The De Agri Cultura constitutes our earliest extant specimen of connected, if often loosely connected, Latin prose. The work, with its notable lack of systematic arrangement, can hardly pass as literature. It resembles rather a farmer's notebook in which the author had jotted down in random fashion13 all sorts of directions for the care of the farm, for his own private use or for the benefit of his friends and neighbours. Based on the writer's own first-hand experience and probably intended as a practical manual on the subject of husbandry, it contains all sorts of authoritative directions for the farm overseer. The work in its present form has lost in great measure its archaic diction, but the spirit of the stern old Roman remains. In its haphazard arrangement and abrupt Catonian style, a style best characterized by Aulus Gellius14 as perhaps open to improvement in matters of clearness and fullness of expression, yet forceful and vigorous, it falls far short of the more finished work of Varro and the fluent, methodical treatise of Columella. So, too, it proved inadequate for the husbandmen of later generations; but Cato blazed the trail for his more eloquent successors in the field, and is often quoted by them as an authority. The work, despite its confused text, its difficulty of interpretation, and its problems still unresolved, is readable. Its greatest charm to‑day lies in its severe simplicity, and its chief value in the picture which may be drawn from it of old Roman life in the best days of the Republic.


The Editor's Notes:

1 Ancient accounts of the life and character of Cato are found in Cicero's Cato Maior and in the "Lives" of Cornelius Nepos, Plutarch, and Aurelius Victor. See also Mommsen, History of Rome, Vol. III, Chaps. 11 and 14; Duff, A Literary History of Rome (to the close of the Golden Age), 250‑52, 255‑59, 262‑64; Teuffel and Schwabe, History of Roman Literature, §§ 118‑22.
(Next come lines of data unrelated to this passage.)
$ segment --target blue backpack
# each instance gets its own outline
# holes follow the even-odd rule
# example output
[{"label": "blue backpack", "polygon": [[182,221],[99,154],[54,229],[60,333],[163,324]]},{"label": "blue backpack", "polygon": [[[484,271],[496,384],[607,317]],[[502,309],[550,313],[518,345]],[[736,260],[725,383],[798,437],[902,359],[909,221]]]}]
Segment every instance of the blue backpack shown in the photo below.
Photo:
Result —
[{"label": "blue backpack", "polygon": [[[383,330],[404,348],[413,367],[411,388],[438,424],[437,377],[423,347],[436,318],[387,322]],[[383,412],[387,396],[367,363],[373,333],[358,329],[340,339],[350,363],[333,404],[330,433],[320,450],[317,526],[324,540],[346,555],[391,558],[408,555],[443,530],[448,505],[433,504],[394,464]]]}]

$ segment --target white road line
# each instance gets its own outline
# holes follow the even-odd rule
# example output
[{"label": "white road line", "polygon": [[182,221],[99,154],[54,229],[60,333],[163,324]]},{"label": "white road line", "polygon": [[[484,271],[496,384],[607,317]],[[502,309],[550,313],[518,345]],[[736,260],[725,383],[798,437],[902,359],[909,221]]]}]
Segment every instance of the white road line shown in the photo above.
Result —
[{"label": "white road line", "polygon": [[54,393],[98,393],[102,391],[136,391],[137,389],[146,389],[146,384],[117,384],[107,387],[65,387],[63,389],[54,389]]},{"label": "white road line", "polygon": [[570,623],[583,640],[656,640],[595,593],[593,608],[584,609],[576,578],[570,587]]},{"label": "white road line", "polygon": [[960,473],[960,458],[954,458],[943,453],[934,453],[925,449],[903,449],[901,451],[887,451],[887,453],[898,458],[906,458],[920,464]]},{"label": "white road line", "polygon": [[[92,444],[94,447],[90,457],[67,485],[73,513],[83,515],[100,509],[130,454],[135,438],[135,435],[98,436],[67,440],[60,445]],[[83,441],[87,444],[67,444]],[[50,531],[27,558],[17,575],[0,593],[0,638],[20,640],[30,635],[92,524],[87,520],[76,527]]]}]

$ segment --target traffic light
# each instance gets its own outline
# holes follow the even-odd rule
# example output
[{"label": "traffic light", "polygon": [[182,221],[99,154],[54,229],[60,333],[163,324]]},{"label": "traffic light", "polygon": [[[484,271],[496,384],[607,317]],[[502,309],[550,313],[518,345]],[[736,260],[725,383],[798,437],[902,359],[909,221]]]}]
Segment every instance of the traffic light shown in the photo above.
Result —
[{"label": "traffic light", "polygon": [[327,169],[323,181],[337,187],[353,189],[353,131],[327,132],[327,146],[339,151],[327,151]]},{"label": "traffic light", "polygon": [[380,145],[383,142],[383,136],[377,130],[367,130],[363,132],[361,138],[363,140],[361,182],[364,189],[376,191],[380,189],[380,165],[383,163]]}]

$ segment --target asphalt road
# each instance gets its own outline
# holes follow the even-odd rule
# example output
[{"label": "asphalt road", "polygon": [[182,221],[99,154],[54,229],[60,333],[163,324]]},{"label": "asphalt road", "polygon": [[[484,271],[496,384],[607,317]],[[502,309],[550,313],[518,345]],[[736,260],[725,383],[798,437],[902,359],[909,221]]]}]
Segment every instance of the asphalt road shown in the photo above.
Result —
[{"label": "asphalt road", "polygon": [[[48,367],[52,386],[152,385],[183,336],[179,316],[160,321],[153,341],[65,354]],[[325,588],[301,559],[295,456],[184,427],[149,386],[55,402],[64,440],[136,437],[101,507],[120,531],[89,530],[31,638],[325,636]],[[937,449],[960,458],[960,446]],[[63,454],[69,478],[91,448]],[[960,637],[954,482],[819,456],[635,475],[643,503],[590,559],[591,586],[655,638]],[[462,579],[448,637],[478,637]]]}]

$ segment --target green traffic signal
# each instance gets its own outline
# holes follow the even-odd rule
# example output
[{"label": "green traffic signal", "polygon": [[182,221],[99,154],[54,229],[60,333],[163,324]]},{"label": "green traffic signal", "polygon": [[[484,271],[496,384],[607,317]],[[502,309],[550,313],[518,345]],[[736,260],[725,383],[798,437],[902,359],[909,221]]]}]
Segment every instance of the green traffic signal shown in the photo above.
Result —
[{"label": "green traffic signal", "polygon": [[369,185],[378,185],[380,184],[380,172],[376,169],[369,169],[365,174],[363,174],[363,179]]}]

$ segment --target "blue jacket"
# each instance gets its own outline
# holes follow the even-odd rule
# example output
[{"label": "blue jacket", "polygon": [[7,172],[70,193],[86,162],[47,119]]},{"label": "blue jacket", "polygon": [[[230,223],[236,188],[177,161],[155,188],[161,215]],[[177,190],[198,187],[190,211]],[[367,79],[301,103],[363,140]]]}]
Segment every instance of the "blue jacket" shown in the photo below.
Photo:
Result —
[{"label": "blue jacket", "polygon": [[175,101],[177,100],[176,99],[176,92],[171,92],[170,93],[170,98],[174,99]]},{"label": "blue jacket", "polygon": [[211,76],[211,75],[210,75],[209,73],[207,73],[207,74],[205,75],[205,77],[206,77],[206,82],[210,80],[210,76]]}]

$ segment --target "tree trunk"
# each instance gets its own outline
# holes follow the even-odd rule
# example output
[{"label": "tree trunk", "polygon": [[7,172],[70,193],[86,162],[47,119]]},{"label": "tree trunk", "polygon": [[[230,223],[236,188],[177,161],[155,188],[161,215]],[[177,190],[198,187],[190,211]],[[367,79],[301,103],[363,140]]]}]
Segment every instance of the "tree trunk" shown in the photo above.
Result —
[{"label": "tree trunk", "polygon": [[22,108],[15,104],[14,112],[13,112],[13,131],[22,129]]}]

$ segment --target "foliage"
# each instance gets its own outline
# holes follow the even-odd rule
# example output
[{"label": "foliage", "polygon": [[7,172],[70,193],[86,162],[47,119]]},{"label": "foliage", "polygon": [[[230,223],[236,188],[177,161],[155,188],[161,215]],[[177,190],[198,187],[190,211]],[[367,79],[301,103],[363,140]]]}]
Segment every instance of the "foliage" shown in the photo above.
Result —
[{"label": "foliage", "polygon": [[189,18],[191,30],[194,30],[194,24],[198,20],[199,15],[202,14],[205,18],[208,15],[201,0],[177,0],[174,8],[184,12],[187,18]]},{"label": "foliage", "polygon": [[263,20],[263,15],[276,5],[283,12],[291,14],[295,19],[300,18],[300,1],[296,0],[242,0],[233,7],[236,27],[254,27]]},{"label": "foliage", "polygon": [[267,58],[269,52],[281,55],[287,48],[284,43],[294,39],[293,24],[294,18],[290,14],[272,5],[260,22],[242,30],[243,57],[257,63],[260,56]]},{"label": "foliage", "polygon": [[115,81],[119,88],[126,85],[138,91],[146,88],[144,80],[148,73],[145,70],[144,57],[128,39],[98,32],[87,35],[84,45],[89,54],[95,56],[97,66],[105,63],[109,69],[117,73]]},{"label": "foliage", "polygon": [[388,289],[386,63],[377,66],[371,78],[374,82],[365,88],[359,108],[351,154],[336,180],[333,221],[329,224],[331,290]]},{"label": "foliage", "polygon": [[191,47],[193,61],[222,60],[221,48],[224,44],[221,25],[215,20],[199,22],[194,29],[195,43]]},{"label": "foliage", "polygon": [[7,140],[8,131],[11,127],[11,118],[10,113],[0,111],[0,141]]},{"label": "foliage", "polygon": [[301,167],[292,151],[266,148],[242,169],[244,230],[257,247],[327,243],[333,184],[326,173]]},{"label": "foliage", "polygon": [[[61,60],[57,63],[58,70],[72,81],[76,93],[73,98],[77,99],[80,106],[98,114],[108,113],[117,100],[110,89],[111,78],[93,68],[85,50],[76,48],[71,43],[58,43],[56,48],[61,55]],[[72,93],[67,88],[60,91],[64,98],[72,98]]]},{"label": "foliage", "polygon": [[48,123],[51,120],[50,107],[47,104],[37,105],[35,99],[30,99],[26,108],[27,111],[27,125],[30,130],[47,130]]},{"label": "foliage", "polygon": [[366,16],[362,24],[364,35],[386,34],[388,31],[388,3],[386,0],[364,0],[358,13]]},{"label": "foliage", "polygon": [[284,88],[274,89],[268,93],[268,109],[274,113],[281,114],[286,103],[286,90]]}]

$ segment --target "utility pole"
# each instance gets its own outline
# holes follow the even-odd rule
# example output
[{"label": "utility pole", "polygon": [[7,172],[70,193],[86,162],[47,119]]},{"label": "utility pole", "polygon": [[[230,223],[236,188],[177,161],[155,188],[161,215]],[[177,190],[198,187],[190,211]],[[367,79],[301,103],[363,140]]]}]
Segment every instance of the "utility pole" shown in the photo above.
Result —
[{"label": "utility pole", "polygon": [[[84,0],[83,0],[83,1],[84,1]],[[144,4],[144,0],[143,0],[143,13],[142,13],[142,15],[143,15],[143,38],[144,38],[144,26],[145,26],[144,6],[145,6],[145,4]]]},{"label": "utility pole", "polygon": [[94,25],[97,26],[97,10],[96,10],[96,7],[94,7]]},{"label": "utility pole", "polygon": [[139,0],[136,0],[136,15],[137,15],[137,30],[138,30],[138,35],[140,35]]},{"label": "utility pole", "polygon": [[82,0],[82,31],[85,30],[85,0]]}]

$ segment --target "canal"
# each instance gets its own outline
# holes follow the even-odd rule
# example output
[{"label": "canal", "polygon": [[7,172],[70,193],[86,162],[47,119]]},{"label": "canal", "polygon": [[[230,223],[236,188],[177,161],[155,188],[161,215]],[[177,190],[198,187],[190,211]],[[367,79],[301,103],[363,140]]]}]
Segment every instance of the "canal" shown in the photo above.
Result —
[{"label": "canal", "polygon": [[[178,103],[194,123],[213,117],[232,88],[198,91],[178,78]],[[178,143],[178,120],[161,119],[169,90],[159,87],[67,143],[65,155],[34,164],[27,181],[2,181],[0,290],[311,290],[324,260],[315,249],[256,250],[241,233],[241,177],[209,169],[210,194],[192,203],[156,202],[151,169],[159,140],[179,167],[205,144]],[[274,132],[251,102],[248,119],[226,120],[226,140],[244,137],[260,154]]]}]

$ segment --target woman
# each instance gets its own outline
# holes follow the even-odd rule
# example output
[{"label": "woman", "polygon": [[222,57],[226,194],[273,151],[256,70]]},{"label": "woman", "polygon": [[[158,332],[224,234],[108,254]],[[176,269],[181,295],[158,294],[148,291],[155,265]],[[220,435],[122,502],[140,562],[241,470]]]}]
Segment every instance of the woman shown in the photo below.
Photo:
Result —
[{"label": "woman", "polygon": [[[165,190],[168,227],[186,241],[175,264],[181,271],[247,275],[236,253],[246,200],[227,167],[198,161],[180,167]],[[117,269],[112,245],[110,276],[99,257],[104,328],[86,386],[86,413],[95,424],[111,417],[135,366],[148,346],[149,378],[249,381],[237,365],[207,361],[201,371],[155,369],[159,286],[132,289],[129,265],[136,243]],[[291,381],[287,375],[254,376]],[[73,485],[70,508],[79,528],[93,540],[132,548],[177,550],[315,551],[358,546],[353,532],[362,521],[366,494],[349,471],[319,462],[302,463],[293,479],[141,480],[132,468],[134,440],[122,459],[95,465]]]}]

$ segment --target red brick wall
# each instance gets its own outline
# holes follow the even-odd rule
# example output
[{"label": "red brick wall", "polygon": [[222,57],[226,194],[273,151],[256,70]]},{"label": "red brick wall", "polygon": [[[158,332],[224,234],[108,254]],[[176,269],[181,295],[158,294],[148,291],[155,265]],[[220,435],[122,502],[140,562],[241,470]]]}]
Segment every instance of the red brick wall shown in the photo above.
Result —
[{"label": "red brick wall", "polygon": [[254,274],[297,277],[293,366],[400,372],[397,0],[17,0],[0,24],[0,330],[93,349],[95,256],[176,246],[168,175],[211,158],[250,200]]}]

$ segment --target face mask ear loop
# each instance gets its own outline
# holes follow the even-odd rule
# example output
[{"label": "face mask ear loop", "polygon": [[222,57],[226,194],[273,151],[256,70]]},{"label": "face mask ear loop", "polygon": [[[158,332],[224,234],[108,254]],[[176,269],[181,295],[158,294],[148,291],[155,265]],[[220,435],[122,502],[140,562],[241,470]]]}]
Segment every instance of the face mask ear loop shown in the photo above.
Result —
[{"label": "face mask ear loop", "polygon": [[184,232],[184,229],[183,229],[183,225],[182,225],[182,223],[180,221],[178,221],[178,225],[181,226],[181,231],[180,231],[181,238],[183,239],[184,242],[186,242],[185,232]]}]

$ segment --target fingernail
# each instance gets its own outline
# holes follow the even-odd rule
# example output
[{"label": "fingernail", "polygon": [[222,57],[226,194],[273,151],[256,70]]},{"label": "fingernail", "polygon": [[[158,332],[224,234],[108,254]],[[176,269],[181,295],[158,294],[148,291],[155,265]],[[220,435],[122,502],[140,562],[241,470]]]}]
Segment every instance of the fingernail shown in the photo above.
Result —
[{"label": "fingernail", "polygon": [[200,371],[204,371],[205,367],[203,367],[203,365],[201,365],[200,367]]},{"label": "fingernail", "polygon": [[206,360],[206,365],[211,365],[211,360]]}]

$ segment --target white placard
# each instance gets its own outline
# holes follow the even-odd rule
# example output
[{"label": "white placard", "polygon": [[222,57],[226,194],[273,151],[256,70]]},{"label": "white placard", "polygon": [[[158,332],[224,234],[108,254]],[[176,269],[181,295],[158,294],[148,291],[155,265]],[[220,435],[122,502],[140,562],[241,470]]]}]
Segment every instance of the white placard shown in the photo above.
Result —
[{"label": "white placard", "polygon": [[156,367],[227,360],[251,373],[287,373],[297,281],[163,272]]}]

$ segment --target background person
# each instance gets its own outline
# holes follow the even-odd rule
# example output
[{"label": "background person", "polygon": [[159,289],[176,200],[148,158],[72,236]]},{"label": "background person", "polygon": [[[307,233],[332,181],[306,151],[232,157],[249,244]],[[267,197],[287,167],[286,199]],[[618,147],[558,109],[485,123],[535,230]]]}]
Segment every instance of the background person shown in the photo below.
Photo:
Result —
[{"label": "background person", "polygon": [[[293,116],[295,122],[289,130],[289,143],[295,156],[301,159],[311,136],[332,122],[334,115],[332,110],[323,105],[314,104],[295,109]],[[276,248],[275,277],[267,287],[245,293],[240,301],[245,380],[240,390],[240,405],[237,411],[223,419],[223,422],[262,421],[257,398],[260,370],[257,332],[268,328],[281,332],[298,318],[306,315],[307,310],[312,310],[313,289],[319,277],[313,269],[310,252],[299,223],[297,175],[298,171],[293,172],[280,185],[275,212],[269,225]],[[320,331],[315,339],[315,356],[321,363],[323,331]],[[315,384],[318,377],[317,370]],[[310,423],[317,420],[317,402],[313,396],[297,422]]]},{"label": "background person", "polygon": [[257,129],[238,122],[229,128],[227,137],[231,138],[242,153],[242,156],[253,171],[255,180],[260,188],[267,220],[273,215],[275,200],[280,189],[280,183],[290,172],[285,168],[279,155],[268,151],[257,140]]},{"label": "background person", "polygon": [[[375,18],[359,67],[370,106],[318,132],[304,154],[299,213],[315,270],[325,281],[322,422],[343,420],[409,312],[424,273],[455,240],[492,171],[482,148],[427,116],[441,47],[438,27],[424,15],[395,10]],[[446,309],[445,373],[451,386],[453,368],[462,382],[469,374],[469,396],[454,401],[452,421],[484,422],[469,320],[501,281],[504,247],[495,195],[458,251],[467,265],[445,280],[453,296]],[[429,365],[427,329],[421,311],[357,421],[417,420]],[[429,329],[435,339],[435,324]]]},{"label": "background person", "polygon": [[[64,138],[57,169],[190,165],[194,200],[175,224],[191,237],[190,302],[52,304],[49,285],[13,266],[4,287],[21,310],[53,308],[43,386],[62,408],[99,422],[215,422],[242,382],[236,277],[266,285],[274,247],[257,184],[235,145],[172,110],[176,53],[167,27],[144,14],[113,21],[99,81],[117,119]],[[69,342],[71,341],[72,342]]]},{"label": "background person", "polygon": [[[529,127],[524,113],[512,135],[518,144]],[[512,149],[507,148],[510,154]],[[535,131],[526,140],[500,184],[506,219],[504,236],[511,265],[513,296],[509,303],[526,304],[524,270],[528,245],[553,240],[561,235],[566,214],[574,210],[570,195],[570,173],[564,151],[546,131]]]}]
2 Cf. Aurelius Victor, de Viris Illustribus, 47.

3 Quint., Inst. Orat., XII, 11, 23.

4 Cic., de Orat., III, 135; Brut., 61, 69, 294.

5 Plin. N. H. XXV, 4.

6 Colum., de Re Rust., I, 1, 12.

7 Cic., Brut., 67.

8 Id., 16, 61.

9 Plin. N. H. VIII, 11.

10 The fragments in general are found in H. Jordan, M. Catonis praeter librum de re rustica quae extant, Leipzig, 1860.

11 See Serv. ad Aen., VII, 259, XI, 301.

12 Nepos, Cato, 3, 3. Fragments of the Origines are included in H. Peter, Historicorum Romanorum Fragmenta, 1883.

13 Hörle (in his Catos Hausbücher, Paderborn, 1929) contends that the arrangement is not to be charged to Cato himself, but to some compiler of agricultural precepts contained in Cato's various works.

14 Aul. Gell., N. A. VI, 3, 17 f., 52 f.


Thayer's Note:

a Cato taught Rome to speak Latin: No; a nonsensical misunderstanding of the text of Columella (q.v.), which is correctly rendered in English by the Loeb translator.